1. "Where Your Heart Belongs" – Mainstay
2. "The Twenty-First Time" – Monk and Neagle
3. "Come Undone" – Jackson Waters
4. "Not Afraid" – Stephanie Smith
5. "Let Go" – Grey Holiday
6. "You Are" – Mark Roach
7. "Salvation Station" – Newworldson
8. "It's Beautiful" – Eleventyseven
9. "A Lot In Common" – Group 1 Crew
10. "God In Me" – Daniel Doss Band
11. "Inside Out" – Cadia
12. "Praise and Adore" – Wavorly
13. "3 Minute Song" – Josh Wilson

Those who purchased WOW Hits 2008 were able to download bonus MP3s and videos (now no longer available).
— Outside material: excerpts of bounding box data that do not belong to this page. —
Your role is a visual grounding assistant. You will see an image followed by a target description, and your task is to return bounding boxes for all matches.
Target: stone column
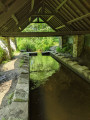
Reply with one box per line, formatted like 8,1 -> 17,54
59,36 -> 67,49
59,36 -> 63,49
7,37 -> 12,59
73,35 -> 84,57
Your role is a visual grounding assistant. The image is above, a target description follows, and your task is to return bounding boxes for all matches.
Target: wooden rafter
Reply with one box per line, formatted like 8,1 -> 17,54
41,17 -> 57,31
12,14 -> 19,25
7,2 -> 42,31
56,0 -> 68,11
56,13 -> 90,30
32,14 -> 54,17
0,31 -> 90,37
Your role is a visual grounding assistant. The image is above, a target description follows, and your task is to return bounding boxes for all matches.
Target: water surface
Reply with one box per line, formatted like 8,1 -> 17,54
30,56 -> 90,120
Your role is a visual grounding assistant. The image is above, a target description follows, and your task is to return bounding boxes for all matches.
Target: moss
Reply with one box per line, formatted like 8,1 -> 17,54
8,93 -> 14,104
1,117 -> 6,120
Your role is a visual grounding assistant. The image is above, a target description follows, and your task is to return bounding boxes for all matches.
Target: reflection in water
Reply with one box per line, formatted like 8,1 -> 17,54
30,54 -> 90,120
30,54 -> 59,89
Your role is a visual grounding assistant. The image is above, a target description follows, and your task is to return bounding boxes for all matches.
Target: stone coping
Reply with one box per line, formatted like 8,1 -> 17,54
50,52 -> 90,83
8,53 -> 29,120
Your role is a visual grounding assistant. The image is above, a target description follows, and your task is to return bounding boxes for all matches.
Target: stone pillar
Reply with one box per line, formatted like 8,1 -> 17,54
7,37 -> 12,59
73,35 -> 84,57
59,36 -> 63,49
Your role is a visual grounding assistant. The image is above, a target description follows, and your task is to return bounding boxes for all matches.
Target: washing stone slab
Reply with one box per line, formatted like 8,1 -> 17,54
0,102 -> 28,120
12,89 -> 28,102
12,84 -> 29,102
16,84 -> 29,92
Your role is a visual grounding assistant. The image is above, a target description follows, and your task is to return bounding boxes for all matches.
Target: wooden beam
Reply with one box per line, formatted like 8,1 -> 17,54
45,1 -> 73,30
56,13 -> 90,30
56,25 -> 66,30
0,31 -> 90,37
56,0 -> 68,11
32,14 -> 54,17
12,14 -> 19,25
41,17 -> 57,31
47,15 -> 54,22
0,0 -> 27,27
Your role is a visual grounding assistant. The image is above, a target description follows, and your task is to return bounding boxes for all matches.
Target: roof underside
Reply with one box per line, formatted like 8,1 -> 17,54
0,0 -> 90,32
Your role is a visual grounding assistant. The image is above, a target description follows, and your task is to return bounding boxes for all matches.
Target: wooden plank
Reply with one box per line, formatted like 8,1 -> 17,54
67,13 -> 90,24
12,14 -> 19,25
0,0 -> 27,27
56,0 -> 68,11
30,0 -> 34,11
56,13 -> 90,30
0,31 -> 90,37
32,14 -> 54,17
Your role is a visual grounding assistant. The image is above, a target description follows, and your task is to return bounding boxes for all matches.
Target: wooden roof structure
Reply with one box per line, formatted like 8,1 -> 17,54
0,0 -> 90,36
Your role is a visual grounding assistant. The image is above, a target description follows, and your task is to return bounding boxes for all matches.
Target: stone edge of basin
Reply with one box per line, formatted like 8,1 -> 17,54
8,53 -> 29,120
50,52 -> 90,83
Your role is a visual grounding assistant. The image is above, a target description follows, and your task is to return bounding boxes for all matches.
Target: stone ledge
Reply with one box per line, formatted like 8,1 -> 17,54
8,117 -> 23,120
50,53 -> 90,83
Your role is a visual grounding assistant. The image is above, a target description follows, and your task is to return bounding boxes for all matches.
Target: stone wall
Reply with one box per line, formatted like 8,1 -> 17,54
1,53 -> 29,120
84,35 -> 90,55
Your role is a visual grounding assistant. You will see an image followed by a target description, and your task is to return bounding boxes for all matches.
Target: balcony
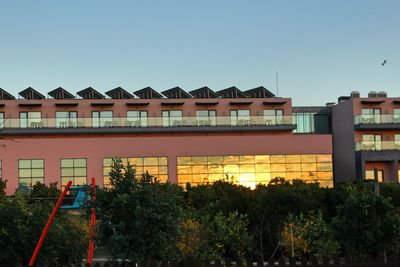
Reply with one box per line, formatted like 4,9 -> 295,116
356,141 -> 400,151
0,116 -> 296,135
354,114 -> 400,130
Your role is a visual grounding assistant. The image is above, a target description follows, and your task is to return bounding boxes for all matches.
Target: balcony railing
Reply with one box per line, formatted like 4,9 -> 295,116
356,141 -> 400,151
354,114 -> 400,124
0,116 -> 295,129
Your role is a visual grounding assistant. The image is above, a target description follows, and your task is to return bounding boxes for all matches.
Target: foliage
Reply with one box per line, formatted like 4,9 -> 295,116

The bonus track "Set the World On Fire" by Britt Nicole was also included as a regular in WOW Hits 2009 the following year. Making it the first song to be featured on 2 WOW compilation albums, not counting special releases.

==Charts==

| Chart (2007) | Peak position |
|---|---|
| US Billboard 200 | 56 |
| US Christian Albums (Billboard) | 2 |

==Certifications==

| Region | Certification | Certified units/sales |
| United States (RIAA) | Gold | 500,000^{^} |
^{^} Shipments figures based on certification alone.